Im exploring other dtype performance gains. Exploratory for now.

In this branch the values default is float32. This needs to be opt-in, bit is default for ci to show the improvements!

Note

The following content was generated by AI.

Follow-up to the int32-labels win (#566). That change halved the integer label/vars arrays; the float arrays were left at float64. In a built model coeffs is the single largest array (2× the vars array), so storing the float arrays as float32 is a comparable memory lever.

What this does. Extends the per-model _dtypes dict (introduced in #828, previously "labels"-only) with a "values" key controlling the storage dtype of the float arrays — coefficients, constants, right-hand sides, and variable lower/upper bounds. Accepts np.float32 or np.float64.

Default. Ships defaulting to np.float32 (opt-out) on purpose, and only for now, so CI memory benchmarks surface the reduction on this PR. The intent is to flip the default to np.float64 (opt-in) before this is considered for merge — float32 coefficients lose precision and can bite badly-scaled / big-M problems, so it should not be the silent default. Model(dtypes={"values": np.float64}) already restores full double-precision storage today.

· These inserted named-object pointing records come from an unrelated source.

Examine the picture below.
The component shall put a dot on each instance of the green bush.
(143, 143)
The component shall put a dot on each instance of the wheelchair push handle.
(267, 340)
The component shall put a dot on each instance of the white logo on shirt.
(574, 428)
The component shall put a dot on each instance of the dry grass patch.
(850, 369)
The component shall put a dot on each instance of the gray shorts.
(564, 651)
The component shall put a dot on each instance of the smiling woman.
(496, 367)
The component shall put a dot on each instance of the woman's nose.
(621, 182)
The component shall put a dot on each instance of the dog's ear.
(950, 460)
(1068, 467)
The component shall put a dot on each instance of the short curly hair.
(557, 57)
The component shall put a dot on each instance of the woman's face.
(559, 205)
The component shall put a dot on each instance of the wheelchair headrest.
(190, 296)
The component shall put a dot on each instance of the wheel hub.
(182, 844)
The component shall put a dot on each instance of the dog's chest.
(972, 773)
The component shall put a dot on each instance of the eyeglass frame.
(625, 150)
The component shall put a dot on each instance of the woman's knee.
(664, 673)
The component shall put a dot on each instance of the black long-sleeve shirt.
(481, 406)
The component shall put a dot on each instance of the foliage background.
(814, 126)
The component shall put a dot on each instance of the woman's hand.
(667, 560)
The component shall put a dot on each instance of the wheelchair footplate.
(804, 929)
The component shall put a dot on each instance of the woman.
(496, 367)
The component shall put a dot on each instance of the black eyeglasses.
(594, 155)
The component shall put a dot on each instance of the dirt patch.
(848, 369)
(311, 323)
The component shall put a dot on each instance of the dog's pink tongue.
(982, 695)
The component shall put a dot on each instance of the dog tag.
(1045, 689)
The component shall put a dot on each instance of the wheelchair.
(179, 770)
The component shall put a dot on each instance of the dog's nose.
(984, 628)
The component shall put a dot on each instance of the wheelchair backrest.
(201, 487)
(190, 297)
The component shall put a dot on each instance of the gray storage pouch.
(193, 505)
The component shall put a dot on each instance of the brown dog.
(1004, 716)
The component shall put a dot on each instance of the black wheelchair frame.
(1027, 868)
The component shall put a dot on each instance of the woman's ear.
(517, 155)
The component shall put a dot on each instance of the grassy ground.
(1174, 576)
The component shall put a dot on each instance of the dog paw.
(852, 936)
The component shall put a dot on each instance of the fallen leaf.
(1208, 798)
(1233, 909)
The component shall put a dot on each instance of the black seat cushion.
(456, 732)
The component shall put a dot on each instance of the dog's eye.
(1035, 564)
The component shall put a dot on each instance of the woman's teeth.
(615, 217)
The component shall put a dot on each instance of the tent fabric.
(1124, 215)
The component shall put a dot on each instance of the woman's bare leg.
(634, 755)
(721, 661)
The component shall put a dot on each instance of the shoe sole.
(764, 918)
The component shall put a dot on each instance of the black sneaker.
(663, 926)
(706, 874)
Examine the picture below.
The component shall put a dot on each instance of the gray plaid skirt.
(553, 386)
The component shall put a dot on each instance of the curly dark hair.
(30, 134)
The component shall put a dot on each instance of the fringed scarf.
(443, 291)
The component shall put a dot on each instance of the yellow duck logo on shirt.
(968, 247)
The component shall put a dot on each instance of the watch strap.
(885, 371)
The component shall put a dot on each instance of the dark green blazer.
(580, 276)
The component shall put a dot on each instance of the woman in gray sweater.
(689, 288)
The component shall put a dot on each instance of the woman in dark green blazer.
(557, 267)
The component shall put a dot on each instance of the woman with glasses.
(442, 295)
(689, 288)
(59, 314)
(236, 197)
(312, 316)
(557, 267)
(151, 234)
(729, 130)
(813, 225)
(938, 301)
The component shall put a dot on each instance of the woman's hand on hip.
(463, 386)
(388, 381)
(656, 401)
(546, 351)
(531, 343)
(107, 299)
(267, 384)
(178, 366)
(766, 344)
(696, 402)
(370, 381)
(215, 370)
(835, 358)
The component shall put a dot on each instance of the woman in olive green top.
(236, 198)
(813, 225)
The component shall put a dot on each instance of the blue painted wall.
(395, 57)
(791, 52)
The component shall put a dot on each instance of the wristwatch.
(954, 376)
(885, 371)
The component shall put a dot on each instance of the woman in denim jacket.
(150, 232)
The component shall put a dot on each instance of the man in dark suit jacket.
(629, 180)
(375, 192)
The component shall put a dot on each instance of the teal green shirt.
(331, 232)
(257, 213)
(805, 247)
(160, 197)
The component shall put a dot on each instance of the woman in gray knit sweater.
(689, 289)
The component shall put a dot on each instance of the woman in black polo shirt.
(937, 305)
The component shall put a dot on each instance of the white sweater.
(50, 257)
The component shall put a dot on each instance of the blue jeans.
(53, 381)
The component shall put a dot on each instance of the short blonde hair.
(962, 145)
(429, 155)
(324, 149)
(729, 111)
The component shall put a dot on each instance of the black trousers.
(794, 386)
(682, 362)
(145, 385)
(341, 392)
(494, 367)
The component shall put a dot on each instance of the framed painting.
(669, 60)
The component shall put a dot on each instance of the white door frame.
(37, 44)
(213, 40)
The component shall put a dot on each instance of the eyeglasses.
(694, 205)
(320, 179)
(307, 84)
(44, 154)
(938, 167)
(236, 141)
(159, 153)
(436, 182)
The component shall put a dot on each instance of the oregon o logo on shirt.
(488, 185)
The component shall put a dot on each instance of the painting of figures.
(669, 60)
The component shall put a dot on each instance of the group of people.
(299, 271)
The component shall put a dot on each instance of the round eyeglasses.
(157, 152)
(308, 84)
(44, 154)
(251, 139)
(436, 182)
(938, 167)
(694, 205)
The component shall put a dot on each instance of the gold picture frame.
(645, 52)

Implementation & verification
  • linopy/model.py: DtypeKey = Literal["labels", "values"]; annotations widened signedinteger → number; _resolve_dtypes defaults {"labels": int32, "values": float32} and branch-validates per key; add_variables casts bounds to the values dtype; docstrings updated.
  • linopy/expressions.py: the BaseExpression.__init__ chokepoint casts coeffs/const to model._dtypes["values"].
  • linopy/constraints.py: Constraint.__init__ casts rhs to the values dtype.
  • linopy/matrices.py left untouched — derived/solver matrices stay float64 (solvers want double; the win is in storage).
  • The internal vstack in LinearExpression.simplify is deliberately kept float64: it shares a dtype with var-IDs, and float32 would round IDs past 2²⁴. Storage still ends up float32 via the __init__ cast.

Tests (test/test_dtypes.py): default-float32 on bounds/coeffs/const/rhs, float64 override, rejection of float16, and a float32 HiGHS solve to the correct optimum.

  • test/test_dtypes.py: 21 passed
  • test/test_optimization.py (solve subset across gurobi/highs/cbc/mosek/…): 340 passed, 10 skipped
  • expr/constraint/variable/quadratic suites: 601 passed
  • test_io.py + test_matrices.py: 43 passed, 3 skipped
  • mypy clean (only a pre-existing unrelated solvers.py error remains); ruff clean.

Memory sanity. 100k×2-term constraint: coeffs 800000 bytes vs 1600000 at float64 — exactly halved.

🤖 Generated with Claude Code

…fault float32)

Extend the per-model dtypes mechanism (Model._dtypes) with a new "values"
key controlling the storage dtype of the model's float arrays: coefficients,
constants, right-hand sides and variable lower/upper bounds. coeffs is the
single largest array in a built model, so defaulting to float32 roughly
halves peak build memory. Solvers upcast to double internally, so solutions
are unaffected; the LP/MPS writers and direct backends handle float32 fine.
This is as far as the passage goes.